If the left were stronger, and had more public-health expertise in our ranks, we might have done better back then than we did. But would that have meant demanding a ban on migrants and a blanket lockdown? Or quarantines instead? And covid-distancing policies more like Iceland's? We can't "make up" for our lack of expertise by demanding a "Strong Leader" to whip us (or, in the first place, migrants) into line, and shouldn't try to.

One other bit of demagogy in the Momentum video needs nailing.

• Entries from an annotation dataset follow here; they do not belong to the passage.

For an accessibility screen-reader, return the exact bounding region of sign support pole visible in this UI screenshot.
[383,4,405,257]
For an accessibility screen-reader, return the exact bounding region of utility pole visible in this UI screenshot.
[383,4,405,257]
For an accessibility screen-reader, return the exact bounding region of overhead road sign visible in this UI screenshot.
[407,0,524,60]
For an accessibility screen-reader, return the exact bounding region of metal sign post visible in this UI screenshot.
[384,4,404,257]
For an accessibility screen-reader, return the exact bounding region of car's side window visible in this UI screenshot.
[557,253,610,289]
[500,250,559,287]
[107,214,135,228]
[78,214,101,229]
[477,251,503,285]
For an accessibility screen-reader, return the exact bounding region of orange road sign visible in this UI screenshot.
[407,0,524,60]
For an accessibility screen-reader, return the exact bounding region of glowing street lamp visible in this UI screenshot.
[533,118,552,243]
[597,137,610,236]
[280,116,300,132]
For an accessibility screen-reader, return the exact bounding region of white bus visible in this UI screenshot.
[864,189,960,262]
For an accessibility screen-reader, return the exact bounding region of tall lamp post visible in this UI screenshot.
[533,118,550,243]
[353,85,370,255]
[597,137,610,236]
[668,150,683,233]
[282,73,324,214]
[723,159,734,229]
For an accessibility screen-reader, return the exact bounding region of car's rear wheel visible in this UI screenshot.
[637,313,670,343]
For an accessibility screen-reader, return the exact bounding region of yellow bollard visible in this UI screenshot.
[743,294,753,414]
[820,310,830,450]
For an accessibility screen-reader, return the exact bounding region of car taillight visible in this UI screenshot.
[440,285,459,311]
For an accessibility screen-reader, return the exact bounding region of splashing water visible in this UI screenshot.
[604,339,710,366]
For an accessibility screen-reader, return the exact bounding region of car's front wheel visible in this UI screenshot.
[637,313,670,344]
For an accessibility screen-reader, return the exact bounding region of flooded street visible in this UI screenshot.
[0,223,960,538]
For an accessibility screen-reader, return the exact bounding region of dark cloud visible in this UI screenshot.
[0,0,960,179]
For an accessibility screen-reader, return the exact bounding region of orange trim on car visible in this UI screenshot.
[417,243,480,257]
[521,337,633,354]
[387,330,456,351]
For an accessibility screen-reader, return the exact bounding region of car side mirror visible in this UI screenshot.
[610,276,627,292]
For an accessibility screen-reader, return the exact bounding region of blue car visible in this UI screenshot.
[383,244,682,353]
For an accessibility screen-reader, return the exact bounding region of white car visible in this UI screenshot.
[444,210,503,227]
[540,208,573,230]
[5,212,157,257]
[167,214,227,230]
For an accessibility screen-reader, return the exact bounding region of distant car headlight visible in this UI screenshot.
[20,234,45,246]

The very first of its compare-and-contrast clips has not a Tory politician, but Chief Scientific Officer Patrick Vallance. Vallance has recently been criticising the Tories on preparation for a "second wave", but here figures as the non-"Strong-Leader" foil to Jacinda Ardern saying that NZ "never, ever considered herd immunity".

In the contrast between Ardern and Vallance in those first two clips, Vallance is right and Ardern is wrong.

Ardern demagogically and confusingly talks of a "herd immunity strategy" as if that means doing nothing.

In fact, short of a vaccine that gives 100% protection and has 100% coverage (impossible), or a universally-available treatment that makes the virus harmless (unlikely), every policy for the pandemic has to have "herd immunity" as its aim.

"Herd immunity" means that the population as a collective acquires a sort of immunity because enough individuals in the population have individual immunity that infectious people meet very few non-immune people and chains of infection become short and die out.

It is possible to achieve it short-term by distancing measures, so that infectious people meet very few other people at all. Longer-term, it can be achieved by a vaccine.

The calculations are complicated. To give a very rough idea, though: if in normal conditions each person with SARS-Cov-2 will pass it on to an average of 2.5 others while infected, then a 60% effective vaccine with 100% take-up, or a 100% effective vaccine with 60% take-up, or an 78% effective vaccine with 78% take-up, will control the pandemic. Infections won't be zero, but outbreaks will die out.

The more young and healthy people go through infections and acquire some immunity from them, the easier it is for a vaccine to work. If 20% have that acquired immunity, then a 50% effective vaccine will work. If no vaccine can be found at all, then covid-distancing of some sort has to continue until 60% have immunity from prior infection. The more we can limit the proportion of the infected 20% or 60% who are older or frailer and much more at risk, the better.

The problem in Britain was not Vallance explaining those facts, but that the government, when it became clear that the spread in Britain was already enough that no policy would stop the virus infecting a lot of people, failed to take measures which the left did demand to protect the more vulnerable - isolation pay for care workers and others, requisitioning of industry for PPE supplies, and more. The government is still failing on those fronts.

And the problem with Momentum is that its demagogy leads it not even to mention those left-wing demands, or any left-wing demands at all. It has given no support to Safe and Equal or other groups campaigning for the left-wing demands. Instead it wants a "Strong Leader" and ignores the implication in its patter that the chief "strength" should be against migrants.